5. A method for training a model to predict stage B2 DMVD in dogs, (i) A step of processing characteristic data associated with dogs using a model for outputting output values, wherein the characteristic data includes NT-proBNP concentration, appetite, creatinine concentration, heart murmur intensity and body condition score (BCS); (ii) A step of comparing the output value with a diagnosis of the presence or absence of stage B2 DMVD in dogs; and (iii) Step of adjusting the model parameters based on the results of the comparison Methods that include...
6. The method according to claim 5, wherein the diagnosis of the presence or absence of stage B2 DMVD is based on echocardiography.

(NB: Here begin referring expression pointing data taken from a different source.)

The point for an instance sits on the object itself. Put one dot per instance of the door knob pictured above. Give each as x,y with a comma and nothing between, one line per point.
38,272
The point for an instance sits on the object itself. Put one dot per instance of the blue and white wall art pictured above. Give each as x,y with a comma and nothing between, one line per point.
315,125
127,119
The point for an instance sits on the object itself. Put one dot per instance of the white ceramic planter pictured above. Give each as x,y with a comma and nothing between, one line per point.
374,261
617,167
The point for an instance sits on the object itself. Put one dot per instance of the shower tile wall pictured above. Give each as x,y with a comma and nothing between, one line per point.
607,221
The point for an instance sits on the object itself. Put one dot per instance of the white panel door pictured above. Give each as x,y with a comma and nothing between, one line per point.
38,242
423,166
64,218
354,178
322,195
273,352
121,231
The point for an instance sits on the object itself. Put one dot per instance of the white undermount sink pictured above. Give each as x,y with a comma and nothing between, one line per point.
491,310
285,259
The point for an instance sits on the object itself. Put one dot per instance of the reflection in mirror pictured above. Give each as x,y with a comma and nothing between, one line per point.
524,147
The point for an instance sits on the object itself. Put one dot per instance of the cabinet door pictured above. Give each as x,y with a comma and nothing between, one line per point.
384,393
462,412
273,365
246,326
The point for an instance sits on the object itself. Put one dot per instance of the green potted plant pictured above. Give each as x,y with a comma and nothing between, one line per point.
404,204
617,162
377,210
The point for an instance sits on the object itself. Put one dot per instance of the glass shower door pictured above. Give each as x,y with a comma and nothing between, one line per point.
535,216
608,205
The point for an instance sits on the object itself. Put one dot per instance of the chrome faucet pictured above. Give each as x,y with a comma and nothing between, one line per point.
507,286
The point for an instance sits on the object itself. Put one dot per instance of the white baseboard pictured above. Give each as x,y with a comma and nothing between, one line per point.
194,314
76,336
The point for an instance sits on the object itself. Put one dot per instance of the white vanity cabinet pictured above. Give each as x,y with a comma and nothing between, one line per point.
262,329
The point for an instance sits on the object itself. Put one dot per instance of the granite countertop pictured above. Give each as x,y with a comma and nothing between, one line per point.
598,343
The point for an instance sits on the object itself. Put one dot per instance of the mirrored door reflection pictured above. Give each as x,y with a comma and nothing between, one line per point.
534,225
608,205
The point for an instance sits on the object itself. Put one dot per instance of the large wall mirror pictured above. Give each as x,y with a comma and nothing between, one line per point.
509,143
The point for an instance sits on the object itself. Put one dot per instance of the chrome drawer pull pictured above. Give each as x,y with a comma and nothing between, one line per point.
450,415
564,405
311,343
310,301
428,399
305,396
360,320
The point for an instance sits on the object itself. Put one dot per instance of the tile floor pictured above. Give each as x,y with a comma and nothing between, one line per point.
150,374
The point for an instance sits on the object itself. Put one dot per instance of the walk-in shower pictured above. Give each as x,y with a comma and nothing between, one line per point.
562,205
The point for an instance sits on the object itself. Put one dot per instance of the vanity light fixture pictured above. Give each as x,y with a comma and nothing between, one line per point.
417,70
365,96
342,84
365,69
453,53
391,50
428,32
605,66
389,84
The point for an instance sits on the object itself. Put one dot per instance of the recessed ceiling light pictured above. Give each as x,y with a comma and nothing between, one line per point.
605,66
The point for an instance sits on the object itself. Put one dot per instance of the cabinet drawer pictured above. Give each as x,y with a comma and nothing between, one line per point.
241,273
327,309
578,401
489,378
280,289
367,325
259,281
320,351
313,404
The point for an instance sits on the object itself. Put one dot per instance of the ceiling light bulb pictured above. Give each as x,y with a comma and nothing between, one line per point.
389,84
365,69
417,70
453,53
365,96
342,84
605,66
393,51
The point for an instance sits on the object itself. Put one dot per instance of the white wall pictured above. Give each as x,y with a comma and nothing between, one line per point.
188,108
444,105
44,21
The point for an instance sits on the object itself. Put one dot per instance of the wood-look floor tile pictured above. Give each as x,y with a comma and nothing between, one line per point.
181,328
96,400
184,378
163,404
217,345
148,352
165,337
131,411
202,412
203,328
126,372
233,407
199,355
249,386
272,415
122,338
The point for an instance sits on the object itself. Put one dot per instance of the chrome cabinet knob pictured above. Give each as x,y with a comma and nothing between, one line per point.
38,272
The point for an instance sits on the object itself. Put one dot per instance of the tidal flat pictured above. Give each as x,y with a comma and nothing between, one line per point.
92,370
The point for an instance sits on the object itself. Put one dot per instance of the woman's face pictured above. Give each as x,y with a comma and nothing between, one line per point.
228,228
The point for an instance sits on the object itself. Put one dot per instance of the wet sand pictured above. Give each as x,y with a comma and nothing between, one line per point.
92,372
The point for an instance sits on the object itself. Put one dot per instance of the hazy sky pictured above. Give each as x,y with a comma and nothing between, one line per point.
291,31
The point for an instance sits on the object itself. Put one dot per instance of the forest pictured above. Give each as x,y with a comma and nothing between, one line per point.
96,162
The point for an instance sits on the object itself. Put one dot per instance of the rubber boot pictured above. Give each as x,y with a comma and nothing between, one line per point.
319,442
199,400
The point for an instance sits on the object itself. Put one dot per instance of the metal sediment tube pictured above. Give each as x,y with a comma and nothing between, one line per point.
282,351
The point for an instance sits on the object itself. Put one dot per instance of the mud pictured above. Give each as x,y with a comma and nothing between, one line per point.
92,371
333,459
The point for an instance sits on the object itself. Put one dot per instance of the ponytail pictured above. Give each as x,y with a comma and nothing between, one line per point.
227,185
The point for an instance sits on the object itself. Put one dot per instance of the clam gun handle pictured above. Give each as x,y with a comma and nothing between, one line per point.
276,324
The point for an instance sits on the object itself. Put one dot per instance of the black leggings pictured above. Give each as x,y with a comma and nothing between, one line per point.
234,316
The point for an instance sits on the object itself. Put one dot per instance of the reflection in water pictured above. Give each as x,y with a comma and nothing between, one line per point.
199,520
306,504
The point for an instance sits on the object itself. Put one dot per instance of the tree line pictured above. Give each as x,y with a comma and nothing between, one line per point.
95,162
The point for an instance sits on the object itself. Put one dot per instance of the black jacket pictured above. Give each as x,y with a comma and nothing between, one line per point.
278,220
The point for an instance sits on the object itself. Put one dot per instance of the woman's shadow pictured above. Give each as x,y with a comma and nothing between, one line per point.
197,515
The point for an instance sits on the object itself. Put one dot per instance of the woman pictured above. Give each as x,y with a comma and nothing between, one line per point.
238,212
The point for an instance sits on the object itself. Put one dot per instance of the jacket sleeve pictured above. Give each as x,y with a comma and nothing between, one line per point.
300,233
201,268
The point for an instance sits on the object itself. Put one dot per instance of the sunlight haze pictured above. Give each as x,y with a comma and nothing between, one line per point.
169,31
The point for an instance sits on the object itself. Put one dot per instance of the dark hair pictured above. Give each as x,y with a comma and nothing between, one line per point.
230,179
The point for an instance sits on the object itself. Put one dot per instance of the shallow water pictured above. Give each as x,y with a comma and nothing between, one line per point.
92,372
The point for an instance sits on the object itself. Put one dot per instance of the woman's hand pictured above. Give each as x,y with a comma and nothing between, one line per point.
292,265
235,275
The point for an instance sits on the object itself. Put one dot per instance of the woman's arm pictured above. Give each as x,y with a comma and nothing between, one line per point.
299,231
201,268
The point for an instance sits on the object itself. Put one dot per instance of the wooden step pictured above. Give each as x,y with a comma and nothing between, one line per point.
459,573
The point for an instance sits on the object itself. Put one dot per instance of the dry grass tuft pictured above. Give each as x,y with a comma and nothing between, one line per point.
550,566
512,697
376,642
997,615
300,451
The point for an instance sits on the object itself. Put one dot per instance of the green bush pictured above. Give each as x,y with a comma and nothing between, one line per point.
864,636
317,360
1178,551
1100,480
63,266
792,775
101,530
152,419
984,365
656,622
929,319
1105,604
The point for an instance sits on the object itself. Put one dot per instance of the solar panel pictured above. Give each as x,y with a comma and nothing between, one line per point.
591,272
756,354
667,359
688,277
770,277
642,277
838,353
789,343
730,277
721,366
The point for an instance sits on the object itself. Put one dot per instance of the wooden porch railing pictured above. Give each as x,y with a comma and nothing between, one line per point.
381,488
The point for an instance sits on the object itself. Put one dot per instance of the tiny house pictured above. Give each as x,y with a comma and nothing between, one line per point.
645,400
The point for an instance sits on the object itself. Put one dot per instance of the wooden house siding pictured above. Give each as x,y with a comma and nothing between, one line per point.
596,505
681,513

7. (iv) A step in which steps (i) to (iii) are repeated one or more times, wherein the characteristic data pertains to a different dog each time steps (i) to (iii) are performed. The method according to claim 5 or 6, further comprising:
8. The method according to any one of claims 1 to 7, wherein the model is derived using a regression process.
9. The method according to claim 8, wherein the model is derived using multivariate logistic regression or regularized regression.
10. The method according to any one of claims 1 to 7, wherein the model is derived using a machine learning process.
11. The method according to claim 10, wherein the model is derived using a support vector machine (SVM) process, a random forest process, or a gradient boosting process.
12. The method according to claim 1, wherein the characteristic data includes age, alanine aminotransferase (ALT) activity, breed, sex, cTnI, cough, exercise tolerance, heart rate, heart rhythm, respiratory rate, albumin concentration, alkaline phosphatase (ALKP) concentration, bilirubin concentration, blood urea nitrogen (BUN) concentration, calcium concentration, cholesterol concentration, gamma-glutamyltransferase (GGT) concentration, globulin concentration, glucose concentration, phosphate concentration, potassium concentration, symmetric dimethylarginine (SDMA) concentration, and sodium concentration.
13. A computer program, when executed by a computer system, includes code means for instructing a computer system to carry out the method described in any one of claims 1 to 12.
14. A system for diagnosing stage B2 DMVD in dogs, An input device configured to receive characteristic data associated with a dog, wherein the characteristic data includes NT-proBNP concentration, appetite, creatinine concentration, heart murmur intensity, and body condition score (BCS); A model configured to receive characteristic data and generate output values associated with the probability that a dog has a stage B2 DMVD; and Output device configured to output an output value A system that includes this.